Some Thoughts on Extreme Events and Uncertainty

4 Comments

  1. So far (have only read half of it yet) I like it very much. Will read the rest later. Only one thing to comment on right now: as on all other contacts we´ve had (on GJP 2.0 I´m “Ronja” (my first cat), on GJO “pstamp”) everything is absolutely correct, much even wise. In my mind it´s just sometimes overcomplex. For example: to understand the future development of COVID-19 you only need very few aspects. The media and the experts tend to overemphasize the minor things, while nobody sees “the whole picture”. Just compare graphs of the daily number of deaths in the US, UK, Italy, China etc.. After a while it´s the same curve (sigmoid function) everywhere: sharp increase, slow decline. Reason, that it´s the same everywhere (and not much worse as would be probable, if immunity of mankind was really 0%): nowhere on the planet more than 30% of the people got infected even under the worst circumstances (Diamond Princess, Carnival Heinsberg/Germany etc.). There´s a natural limit to it (I suspect it to be genetic resistance). And to create large clusters you need a superspreader, and they are very, very rare. That´s the essence, everthing else can be left away, and you still have the idea of it . In my world, most things in life can be reduced to a core principle, with everything else being deductable from.

    1. Author

      Hi Peter. Strangely, I kept wondering who the blazes Ronja Hansen was. There was something “familiar” about this Ronja.

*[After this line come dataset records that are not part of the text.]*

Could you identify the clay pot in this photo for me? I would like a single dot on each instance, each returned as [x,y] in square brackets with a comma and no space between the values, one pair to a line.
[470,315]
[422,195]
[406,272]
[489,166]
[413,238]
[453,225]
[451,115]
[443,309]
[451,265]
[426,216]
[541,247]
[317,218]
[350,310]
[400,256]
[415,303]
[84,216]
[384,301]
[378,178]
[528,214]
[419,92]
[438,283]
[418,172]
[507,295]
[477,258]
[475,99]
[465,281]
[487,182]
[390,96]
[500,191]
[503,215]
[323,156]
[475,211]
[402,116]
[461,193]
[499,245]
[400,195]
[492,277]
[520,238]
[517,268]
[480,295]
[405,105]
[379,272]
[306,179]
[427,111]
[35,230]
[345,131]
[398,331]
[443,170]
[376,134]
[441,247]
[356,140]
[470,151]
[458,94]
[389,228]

      Part of what I was trying to get at is that often, people refer to Covid-19 as a black swan event -high impact, low probability and unforeseeable-, whereas, in actuality, true black swans are rare -we may not know the details of a future event but we can be fairly confident in seeing the contours, likewise, many people saw a pandemic coming, inc one fellow who tried selling pandemic insurance but closed shop last year because nobody was interested-, most crises stem from gray rhinos, like climate, like inequality, etc, stuff we see coming but which we ignore.

      Personally, I reduced Covid-19 to net infection rates and a moving fatality rate. Wuhan, using WHO numbers, had a net infection rate of 0.2% if I recall and a fatality rate of 4%. That net infection rate didn’t work everywhere, but I understand your idea that there are simpler approaches to forecasting without getting into complex stuff. I will simplify that next time so I don’t give the impression I am suggesting you need complex models to forecast Covid-19.

      Thanks for your comment and for ploughing through the post.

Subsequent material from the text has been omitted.